The practical debate I have in mind is whether multibody dynamics can answer practical questions about the behaviour of gearboxes under conditions of stochastic or transient excitation with backlash taken into account, the point being that the solution space in such an application can be very large.
In the context of the mind-body problem, the contentious claim of emergentists is that mental properties can;t be reduced to physical properties in principal. There could be any number of in practice problems involved in understanding complex systems in terms of their parts. No actual reductionists think that all sciences should be replaced by particle physics, because they understand these in-practice problems. The contentiousness is all about the in-principle issues.
Reducing to “physical properties” is not necessarily the same as to “the physical properties of the ingredients”. I would have thought physicalists think mental properties can be reduced to physical properties, but reductionists identify these with the physical properties of the ingredients. I suppose one way of looking at it is that when you say “in principle” the principles you refer to are physical principles, whereas when emergentists see obstacles as present “in principle” when certain kinds of complexity are present they are more properly described as mathematical principles.

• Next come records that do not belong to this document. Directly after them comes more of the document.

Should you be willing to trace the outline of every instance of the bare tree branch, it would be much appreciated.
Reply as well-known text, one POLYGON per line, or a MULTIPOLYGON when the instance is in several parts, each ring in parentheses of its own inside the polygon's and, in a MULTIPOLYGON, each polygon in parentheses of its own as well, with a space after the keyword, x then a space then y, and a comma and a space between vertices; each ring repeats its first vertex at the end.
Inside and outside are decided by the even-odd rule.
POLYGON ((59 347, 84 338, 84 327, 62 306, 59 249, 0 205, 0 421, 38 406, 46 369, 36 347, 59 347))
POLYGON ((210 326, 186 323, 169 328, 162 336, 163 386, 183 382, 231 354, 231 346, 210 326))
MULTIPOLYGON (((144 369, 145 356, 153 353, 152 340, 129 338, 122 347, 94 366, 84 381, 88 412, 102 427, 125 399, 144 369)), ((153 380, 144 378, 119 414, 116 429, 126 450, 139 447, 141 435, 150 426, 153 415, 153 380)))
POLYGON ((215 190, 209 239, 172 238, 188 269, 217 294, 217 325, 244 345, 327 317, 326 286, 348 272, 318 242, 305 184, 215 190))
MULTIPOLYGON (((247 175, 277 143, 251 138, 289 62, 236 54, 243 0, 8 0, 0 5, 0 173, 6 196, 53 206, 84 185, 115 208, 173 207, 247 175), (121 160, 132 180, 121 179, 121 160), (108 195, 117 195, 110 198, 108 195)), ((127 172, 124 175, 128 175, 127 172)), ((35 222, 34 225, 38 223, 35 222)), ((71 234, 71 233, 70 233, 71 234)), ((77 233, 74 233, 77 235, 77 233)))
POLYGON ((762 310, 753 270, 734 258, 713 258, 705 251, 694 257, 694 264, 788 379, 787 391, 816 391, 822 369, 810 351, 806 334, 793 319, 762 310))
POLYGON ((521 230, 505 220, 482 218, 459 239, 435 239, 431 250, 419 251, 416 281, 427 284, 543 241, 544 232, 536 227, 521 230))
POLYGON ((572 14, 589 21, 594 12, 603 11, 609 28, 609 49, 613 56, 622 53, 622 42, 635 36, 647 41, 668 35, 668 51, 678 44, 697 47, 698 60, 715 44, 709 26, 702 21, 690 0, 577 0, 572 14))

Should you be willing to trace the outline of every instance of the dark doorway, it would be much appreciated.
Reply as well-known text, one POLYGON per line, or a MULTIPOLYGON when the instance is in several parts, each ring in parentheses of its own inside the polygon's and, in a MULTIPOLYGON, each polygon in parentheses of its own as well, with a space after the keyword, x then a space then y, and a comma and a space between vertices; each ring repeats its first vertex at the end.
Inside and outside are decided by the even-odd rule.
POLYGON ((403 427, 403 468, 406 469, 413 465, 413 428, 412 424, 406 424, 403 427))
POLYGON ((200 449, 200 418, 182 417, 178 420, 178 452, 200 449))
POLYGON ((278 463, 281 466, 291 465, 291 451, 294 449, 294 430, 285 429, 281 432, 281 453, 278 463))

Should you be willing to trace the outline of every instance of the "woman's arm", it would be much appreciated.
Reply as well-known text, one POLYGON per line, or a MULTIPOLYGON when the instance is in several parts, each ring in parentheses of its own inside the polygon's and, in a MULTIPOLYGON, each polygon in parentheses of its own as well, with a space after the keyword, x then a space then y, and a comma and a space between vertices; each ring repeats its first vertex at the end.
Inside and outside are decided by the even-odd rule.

Mental events can certainly be reduced to physical events, but I would take mental properties to be the properties of the set of all possible such events, and the possibility of connecting these to the properties of the brain’s ingredients even in principle is certainly not self-evident.
Well, no, but reducing to the properties of (and some suitable well behaved set of relations between) the smallest ingredients is what reductionists mean by reductionism.
I would have thought reductionists think they can be reduced and identity theorists think they are already identical.
“in principle” means in the absence of de-facto limits in cognitive and/or computational power.
Errrr...you believe in Token Identity but not Type Identity???